Si, destronada. Es verdad que las palabras denotativas, las palabras concretas (casa, mesa, fideos) evocan también imágenes, pero todo nuestro saber se funda en palabras abstractas que evocan conceptos, cosas concebidas (concipere) que no tienen ningún equivalente visible, que no son traducibles a imágenes. Por ejemplo, en toda esta clase probablemente la única palabra concreta que usé es Bobbio. Los nombres propios son, obviamente, denotativos. Pero democracia, demos, poder, constitución, libertad, Estado, soberanía, legitimidad, derecho, son palabras abstractas que remiten a un pensar por conceptos que comprendo sin ver, sin verlos. Por lo tanto, todo el saber del homo sapiens se desarrolla en la esfera de un mundus intelligibilis (de conceptos, de concepciones mentales) que no es de ninguna manera el mundus sensibilis, el mundo percibido por nuestros sentidos. El punto entonces es el siguiente: que el impacto creciente del telever, del videovivir, invierte el avance de lo sensible a lo inteligible. La televisión produce imágenes y borra los conceptos y así atrofia nuestra capacidad de abstracción, y con ella el concebir y toda nuestra capacidad de comprender. En el homo videns el lenguaje conceptual (abstracto) es sustituido por un lenguaje perceptivo (concreto) que es infinitamente más pobre. El homo sapiens comprende sin ver, el homo videns ve sin comprender. Por otra parte, y peor todavía, lo visible nos aprisiona en lo visible. Para el hombre que ya ni siquiera lee los diarios, para el hombre lisa y llanamente vidente, lo no visto no existe. Y esta amputación es realmente colosal.
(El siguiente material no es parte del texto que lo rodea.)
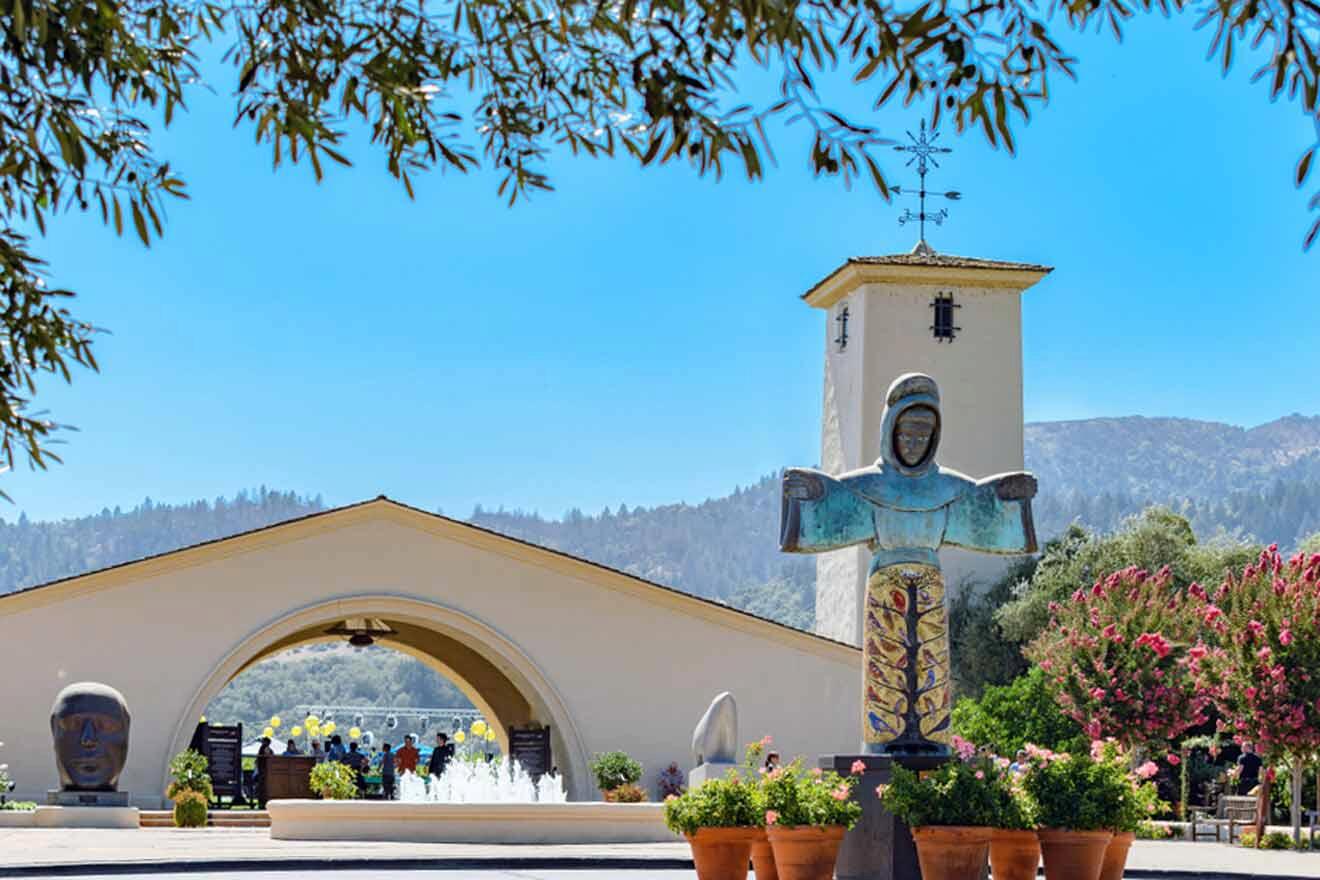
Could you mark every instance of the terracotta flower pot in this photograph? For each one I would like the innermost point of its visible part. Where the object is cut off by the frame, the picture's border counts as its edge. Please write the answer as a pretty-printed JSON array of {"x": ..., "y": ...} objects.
[
  {"x": 1073, "y": 855},
  {"x": 951, "y": 851},
  {"x": 722, "y": 854},
  {"x": 807, "y": 852},
  {"x": 1014, "y": 855},
  {"x": 763, "y": 856},
  {"x": 1116, "y": 856}
]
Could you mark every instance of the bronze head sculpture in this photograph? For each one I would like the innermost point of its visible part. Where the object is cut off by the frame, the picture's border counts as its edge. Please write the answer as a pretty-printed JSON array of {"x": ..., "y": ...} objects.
[{"x": 89, "y": 722}]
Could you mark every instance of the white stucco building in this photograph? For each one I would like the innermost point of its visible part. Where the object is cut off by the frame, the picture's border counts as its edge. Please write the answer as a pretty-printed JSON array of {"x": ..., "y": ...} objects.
[
  {"x": 606, "y": 660},
  {"x": 955, "y": 318}
]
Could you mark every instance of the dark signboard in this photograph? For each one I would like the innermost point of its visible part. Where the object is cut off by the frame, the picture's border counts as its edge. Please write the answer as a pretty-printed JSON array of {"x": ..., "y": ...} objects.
[
  {"x": 222, "y": 746},
  {"x": 531, "y": 747}
]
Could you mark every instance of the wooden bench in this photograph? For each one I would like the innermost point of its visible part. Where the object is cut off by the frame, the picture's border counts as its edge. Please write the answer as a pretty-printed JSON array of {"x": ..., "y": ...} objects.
[{"x": 1233, "y": 812}]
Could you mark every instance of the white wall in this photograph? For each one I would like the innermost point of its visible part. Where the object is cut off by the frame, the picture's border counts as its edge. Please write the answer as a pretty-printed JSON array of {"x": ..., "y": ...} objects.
[{"x": 634, "y": 665}]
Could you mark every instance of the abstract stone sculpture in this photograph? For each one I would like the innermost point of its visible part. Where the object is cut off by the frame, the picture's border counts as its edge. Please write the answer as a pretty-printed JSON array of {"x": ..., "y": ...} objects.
[
  {"x": 89, "y": 722},
  {"x": 906, "y": 507},
  {"x": 716, "y": 738}
]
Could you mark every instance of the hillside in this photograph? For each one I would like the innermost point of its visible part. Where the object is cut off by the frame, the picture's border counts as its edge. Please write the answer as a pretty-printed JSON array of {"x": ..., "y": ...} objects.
[
  {"x": 1171, "y": 457},
  {"x": 1261, "y": 483}
]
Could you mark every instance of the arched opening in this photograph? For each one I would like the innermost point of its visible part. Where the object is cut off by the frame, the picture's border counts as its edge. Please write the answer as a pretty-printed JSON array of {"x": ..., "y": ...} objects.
[
  {"x": 374, "y": 694},
  {"x": 493, "y": 673}
]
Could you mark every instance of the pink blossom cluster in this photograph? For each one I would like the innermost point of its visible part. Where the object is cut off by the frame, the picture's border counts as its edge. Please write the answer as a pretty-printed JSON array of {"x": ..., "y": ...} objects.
[
  {"x": 1254, "y": 660},
  {"x": 1120, "y": 659}
]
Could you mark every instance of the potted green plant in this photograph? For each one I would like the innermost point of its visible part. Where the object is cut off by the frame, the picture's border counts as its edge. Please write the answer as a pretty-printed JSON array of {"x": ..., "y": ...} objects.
[
  {"x": 190, "y": 789},
  {"x": 334, "y": 781},
  {"x": 807, "y": 813},
  {"x": 1139, "y": 801},
  {"x": 1014, "y": 846},
  {"x": 617, "y": 776},
  {"x": 951, "y": 812},
  {"x": 720, "y": 818},
  {"x": 762, "y": 854},
  {"x": 1079, "y": 804}
]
¿Estoy divagando? Probablemente me interesa hablar del video-poder porque las nuevas generaciones, las generaciones de video-niños, no se dan cuenta de este salto atrás. Yo me doy cuenta porque lo viví (gracias a mi avanzada edad). Pero quien no se da cuenta no sabe cuánto perdió y está perdiendo, respecto de las generaciones pre-televisivas. Es posible que a los video-niños, esta pérdida, este vacío, no les importe. Es más, probablemente sea así. Pero yo siento igualmente el deber de dar testimonio y hablar de esta caída del homo sapiens. En el planteo de Bobbio, ¿la videocracia que interfiere sobre la democracia, qué sería? Sería, obviamente, un "obstáculo imprevisto"; imprevisto y perturbador.
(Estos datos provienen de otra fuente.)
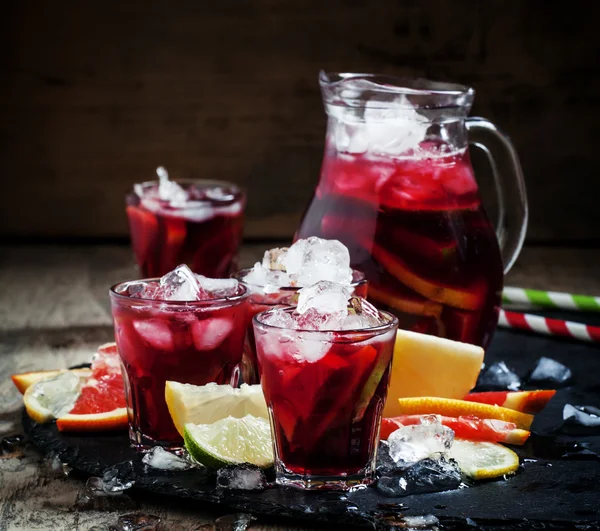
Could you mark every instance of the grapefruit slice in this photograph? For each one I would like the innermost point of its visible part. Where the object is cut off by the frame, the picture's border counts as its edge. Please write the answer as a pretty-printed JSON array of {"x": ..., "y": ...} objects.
[
  {"x": 470, "y": 428},
  {"x": 525, "y": 401},
  {"x": 101, "y": 402},
  {"x": 426, "y": 365},
  {"x": 26, "y": 379},
  {"x": 470, "y": 298},
  {"x": 429, "y": 405}
]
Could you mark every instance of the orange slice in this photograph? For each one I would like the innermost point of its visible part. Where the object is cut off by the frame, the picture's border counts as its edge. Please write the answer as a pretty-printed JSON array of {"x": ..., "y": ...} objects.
[
  {"x": 26, "y": 379},
  {"x": 457, "y": 408},
  {"x": 471, "y": 298}
]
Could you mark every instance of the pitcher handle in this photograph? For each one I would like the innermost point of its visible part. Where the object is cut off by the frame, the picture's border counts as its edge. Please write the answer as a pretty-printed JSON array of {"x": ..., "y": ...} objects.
[{"x": 510, "y": 186}]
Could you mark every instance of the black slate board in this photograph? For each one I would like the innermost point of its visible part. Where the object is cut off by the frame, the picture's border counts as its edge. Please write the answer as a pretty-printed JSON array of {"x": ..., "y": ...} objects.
[{"x": 552, "y": 491}]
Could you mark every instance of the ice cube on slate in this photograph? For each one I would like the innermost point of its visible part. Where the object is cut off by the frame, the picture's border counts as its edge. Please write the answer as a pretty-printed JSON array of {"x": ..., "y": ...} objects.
[
  {"x": 160, "y": 458},
  {"x": 119, "y": 477},
  {"x": 241, "y": 477},
  {"x": 169, "y": 190},
  {"x": 313, "y": 259},
  {"x": 498, "y": 377},
  {"x": 586, "y": 416},
  {"x": 180, "y": 285},
  {"x": 550, "y": 371},
  {"x": 136, "y": 522},
  {"x": 427, "y": 475},
  {"x": 410, "y": 444}
]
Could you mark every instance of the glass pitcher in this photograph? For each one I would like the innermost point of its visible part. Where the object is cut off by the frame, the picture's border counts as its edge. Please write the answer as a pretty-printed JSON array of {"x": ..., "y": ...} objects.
[{"x": 397, "y": 188}]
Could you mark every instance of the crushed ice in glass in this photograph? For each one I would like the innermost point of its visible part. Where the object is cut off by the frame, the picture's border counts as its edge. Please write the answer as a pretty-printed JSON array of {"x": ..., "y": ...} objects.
[
  {"x": 169, "y": 190},
  {"x": 426, "y": 475},
  {"x": 182, "y": 284},
  {"x": 136, "y": 522},
  {"x": 234, "y": 522},
  {"x": 585, "y": 416},
  {"x": 162, "y": 459},
  {"x": 119, "y": 477},
  {"x": 93, "y": 497},
  {"x": 241, "y": 477},
  {"x": 52, "y": 466},
  {"x": 304, "y": 263},
  {"x": 550, "y": 372},
  {"x": 410, "y": 444},
  {"x": 498, "y": 377}
]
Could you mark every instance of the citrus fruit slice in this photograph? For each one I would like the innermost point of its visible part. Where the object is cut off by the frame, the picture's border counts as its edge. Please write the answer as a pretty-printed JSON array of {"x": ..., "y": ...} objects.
[
  {"x": 483, "y": 460},
  {"x": 101, "y": 402},
  {"x": 52, "y": 397},
  {"x": 426, "y": 365},
  {"x": 470, "y": 428},
  {"x": 24, "y": 380},
  {"x": 525, "y": 401},
  {"x": 470, "y": 298},
  {"x": 205, "y": 404},
  {"x": 456, "y": 408},
  {"x": 230, "y": 441}
]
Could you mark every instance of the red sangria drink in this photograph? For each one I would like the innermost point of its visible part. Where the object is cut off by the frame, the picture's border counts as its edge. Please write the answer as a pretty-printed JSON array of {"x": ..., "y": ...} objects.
[
  {"x": 181, "y": 327},
  {"x": 397, "y": 189},
  {"x": 275, "y": 282},
  {"x": 194, "y": 222},
  {"x": 324, "y": 372}
]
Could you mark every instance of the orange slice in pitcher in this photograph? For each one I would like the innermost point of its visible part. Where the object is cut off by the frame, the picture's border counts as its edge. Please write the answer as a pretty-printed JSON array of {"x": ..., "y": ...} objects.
[{"x": 471, "y": 298}]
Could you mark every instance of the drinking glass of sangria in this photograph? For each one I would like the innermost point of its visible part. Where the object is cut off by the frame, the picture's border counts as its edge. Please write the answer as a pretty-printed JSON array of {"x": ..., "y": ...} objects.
[
  {"x": 397, "y": 188},
  {"x": 193, "y": 222},
  {"x": 325, "y": 368},
  {"x": 181, "y": 327},
  {"x": 275, "y": 282}
]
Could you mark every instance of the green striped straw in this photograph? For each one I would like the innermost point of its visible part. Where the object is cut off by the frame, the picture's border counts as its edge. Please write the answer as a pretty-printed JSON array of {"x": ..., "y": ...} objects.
[{"x": 550, "y": 299}]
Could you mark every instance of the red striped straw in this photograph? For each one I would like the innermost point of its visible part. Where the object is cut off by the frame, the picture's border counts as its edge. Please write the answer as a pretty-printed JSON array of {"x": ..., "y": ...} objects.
[{"x": 547, "y": 326}]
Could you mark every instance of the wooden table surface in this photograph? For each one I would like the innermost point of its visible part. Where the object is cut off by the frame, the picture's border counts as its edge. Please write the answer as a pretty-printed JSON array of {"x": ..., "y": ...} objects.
[{"x": 54, "y": 311}]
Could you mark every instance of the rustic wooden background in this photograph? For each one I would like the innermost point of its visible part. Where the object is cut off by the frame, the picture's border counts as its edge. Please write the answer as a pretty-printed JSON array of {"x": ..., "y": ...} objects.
[{"x": 94, "y": 95}]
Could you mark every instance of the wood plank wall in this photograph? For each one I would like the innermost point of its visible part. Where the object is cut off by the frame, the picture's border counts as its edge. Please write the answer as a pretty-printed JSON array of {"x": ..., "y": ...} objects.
[{"x": 94, "y": 95}]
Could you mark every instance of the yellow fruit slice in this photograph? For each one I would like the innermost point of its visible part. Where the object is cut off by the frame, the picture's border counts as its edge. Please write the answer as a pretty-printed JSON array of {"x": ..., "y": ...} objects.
[
  {"x": 457, "y": 408},
  {"x": 483, "y": 460},
  {"x": 52, "y": 397},
  {"x": 206, "y": 404},
  {"x": 24, "y": 380},
  {"x": 426, "y": 365}
]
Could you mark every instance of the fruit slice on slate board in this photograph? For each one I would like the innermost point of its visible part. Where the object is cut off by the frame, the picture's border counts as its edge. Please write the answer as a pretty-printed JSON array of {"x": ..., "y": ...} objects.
[
  {"x": 428, "y": 405},
  {"x": 470, "y": 428},
  {"x": 524, "y": 401},
  {"x": 426, "y": 365}
]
Sea como fuere, no creo haber divagado en esta disertación. La democracia, decía, es inter alia una ideocracia. Y si las ideas, la capacidad de concebir ideas, se empobrecen, al mismo tiempo también la democracia lo sufre. En cuanto a la opinión pública, es evidente que la videocracia fabrica una opinión producida por imágenes —por sus imágenes— en la cual ya casi no hay ningún nexo entre opiniones e ideas. La televisión en apariencia refuerza, pero en realidad vacía la democracia como gobierno de opinión. La televisión se exhibe como portavoz de una opinión pública que en realidad es el eco de retorno de la propia voz.

Técnicamente, y por ende constitucionalmente hablando, las nuestras son democracias indirectas, democracias representativas, basadas en elecciones. Pero en la práctica, tenemos cada vez más frecuentemente un gobierno de opinión basado en las encuestas, y por ende un gobierno de las encuestas que introduce un fuerte elemento de "directismo" en el gobierno representativo. ¿Cómo debemos interpretar este directismo? ¿Cómo un progreso de la democracia? La respuesta depende, obviamente, de la consistencia de ese opinar. Hasta ahora, señalé que era cada vez más hétero-directo. Pero, aun así, ¿existe o no? ¿Ese opinar tiene un contenido o no?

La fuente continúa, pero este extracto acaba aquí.